Apart from the known binding regions of MLL1, our simulations also included a large disordered loop of MLL1 between amino acids 36 and 102. The larger number of intramolecular contacts in the model compared with the crystallized complex (68 versus 45, respectively) suggests that disordered regions distant to the binding site may also contribute to the interaction (Fig. 2c and d). The loop region does not seem to make extensive contacts with either partners and might serve as a platform for other interaction partners.

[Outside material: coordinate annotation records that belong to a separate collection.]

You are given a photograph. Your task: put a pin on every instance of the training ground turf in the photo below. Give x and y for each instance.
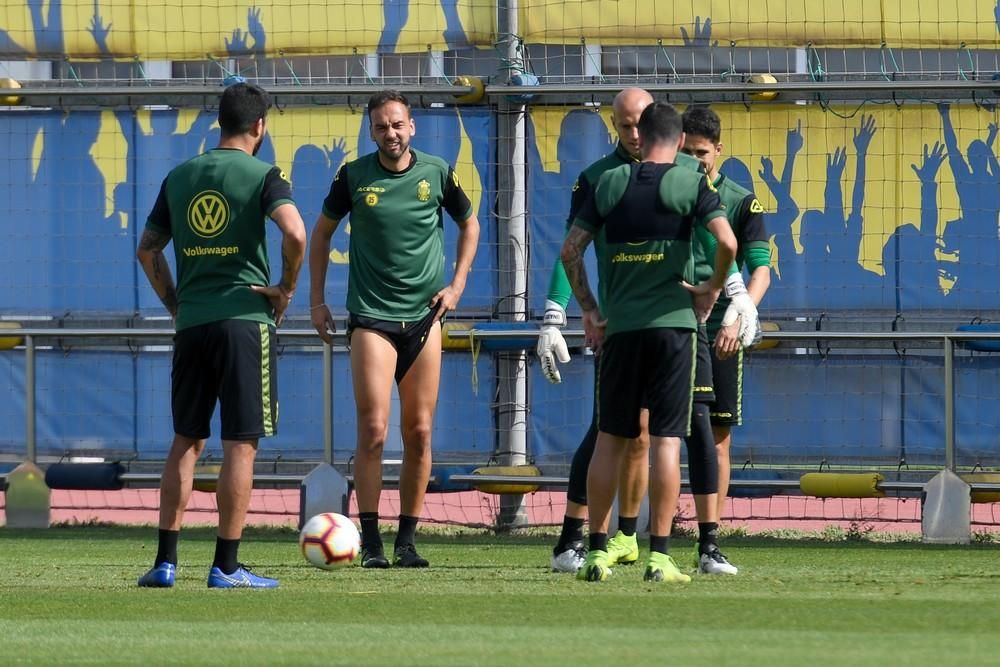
(68, 596)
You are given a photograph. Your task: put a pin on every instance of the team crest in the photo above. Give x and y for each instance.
(423, 190)
(208, 214)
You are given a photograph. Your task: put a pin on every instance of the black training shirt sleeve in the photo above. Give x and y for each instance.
(750, 214)
(454, 200)
(708, 206)
(581, 191)
(338, 202)
(276, 191)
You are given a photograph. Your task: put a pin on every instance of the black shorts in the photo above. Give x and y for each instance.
(727, 376)
(647, 367)
(407, 337)
(703, 385)
(234, 363)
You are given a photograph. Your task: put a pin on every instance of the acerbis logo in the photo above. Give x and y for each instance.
(208, 214)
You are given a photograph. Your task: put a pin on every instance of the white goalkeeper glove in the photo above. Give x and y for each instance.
(741, 307)
(551, 344)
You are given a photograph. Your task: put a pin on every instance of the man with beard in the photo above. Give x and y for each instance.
(396, 298)
(214, 209)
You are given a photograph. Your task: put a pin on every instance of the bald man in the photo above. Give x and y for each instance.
(569, 552)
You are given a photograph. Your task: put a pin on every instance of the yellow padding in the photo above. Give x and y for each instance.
(507, 487)
(841, 485)
(478, 89)
(10, 342)
(768, 344)
(10, 84)
(449, 343)
(207, 469)
(986, 478)
(763, 95)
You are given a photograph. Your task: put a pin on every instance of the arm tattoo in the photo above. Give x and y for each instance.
(162, 282)
(576, 243)
(288, 273)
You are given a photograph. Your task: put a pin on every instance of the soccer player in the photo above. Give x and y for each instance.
(569, 551)
(732, 324)
(641, 217)
(214, 209)
(396, 298)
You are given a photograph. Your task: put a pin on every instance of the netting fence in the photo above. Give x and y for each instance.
(872, 147)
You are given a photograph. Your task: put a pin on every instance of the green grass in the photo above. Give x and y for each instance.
(68, 596)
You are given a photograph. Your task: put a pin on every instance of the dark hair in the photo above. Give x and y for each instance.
(383, 97)
(659, 123)
(701, 121)
(242, 105)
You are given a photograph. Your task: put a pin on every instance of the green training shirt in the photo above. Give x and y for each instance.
(559, 289)
(214, 209)
(746, 216)
(642, 216)
(397, 234)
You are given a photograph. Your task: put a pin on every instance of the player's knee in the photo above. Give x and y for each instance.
(638, 448)
(372, 434)
(417, 437)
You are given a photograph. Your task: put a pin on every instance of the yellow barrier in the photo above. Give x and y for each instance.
(841, 485)
(449, 343)
(768, 344)
(985, 478)
(507, 487)
(10, 342)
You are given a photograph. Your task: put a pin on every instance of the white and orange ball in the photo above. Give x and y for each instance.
(329, 541)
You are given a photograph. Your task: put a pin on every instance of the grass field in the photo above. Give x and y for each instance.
(68, 596)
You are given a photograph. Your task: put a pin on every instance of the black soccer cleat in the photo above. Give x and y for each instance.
(373, 557)
(406, 556)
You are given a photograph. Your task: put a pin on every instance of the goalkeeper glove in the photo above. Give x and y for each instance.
(741, 307)
(551, 344)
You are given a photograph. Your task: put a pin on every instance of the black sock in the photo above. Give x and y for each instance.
(598, 541)
(407, 530)
(660, 543)
(369, 530)
(225, 555)
(708, 533)
(166, 550)
(572, 532)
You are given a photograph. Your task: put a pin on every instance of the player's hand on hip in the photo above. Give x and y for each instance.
(445, 301)
(703, 298)
(278, 297)
(323, 323)
(551, 344)
(742, 311)
(593, 329)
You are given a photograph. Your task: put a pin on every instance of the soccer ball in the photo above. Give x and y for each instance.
(329, 541)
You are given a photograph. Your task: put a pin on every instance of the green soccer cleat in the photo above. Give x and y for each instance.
(622, 549)
(595, 567)
(662, 567)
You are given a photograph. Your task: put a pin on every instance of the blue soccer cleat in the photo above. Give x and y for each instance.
(161, 576)
(241, 578)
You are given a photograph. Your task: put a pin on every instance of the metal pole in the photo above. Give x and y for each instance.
(328, 404)
(29, 399)
(949, 403)
(512, 379)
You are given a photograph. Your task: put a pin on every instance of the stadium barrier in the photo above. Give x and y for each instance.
(504, 480)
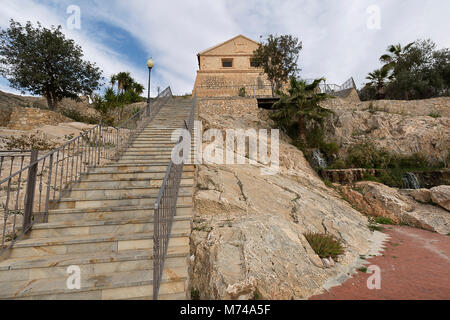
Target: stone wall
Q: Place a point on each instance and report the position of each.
(227, 84)
(32, 118)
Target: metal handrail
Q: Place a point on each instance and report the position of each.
(165, 209)
(50, 177)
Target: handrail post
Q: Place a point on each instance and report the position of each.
(99, 142)
(31, 187)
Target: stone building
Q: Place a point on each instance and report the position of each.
(228, 67)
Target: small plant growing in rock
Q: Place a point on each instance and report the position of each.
(328, 183)
(26, 143)
(435, 115)
(195, 294)
(363, 269)
(325, 245)
(373, 227)
(384, 220)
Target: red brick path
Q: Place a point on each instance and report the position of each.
(415, 265)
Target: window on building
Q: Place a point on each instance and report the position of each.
(227, 63)
(253, 63)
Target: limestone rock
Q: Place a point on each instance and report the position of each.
(254, 241)
(376, 199)
(421, 195)
(400, 127)
(441, 196)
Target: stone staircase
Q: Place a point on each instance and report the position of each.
(104, 225)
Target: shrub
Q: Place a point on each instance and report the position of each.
(384, 220)
(373, 227)
(325, 245)
(328, 183)
(366, 155)
(195, 294)
(416, 160)
(329, 149)
(79, 117)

In all, we have shown that intrinsic disorder is a prominent feature of HKMTs and the intricate regulation and complex activity of these important enzymes cannot be fully understood without dissecting the behavior of these regions. The rare instances where disordered regions of HKMTs were studied show that many important functions lie in these sequences. Given the extreme length of IDRs in some of the HKMTs, it is entirely possible that many other functions await discovery. For this reason it is important to direct structural and biochemical studies at the disordered segments of these proteins. Most promising candidates would be the conserved ANCHOR regions, especially those that contain cancer-related SNPs. Regions participating in detected, but uncharacterized partner binding also bear the possibility of notable discoveries. Recognizing the importance of protein disorder in the epigenetic regulation is important for a deeper understanding that may bring further development of this field.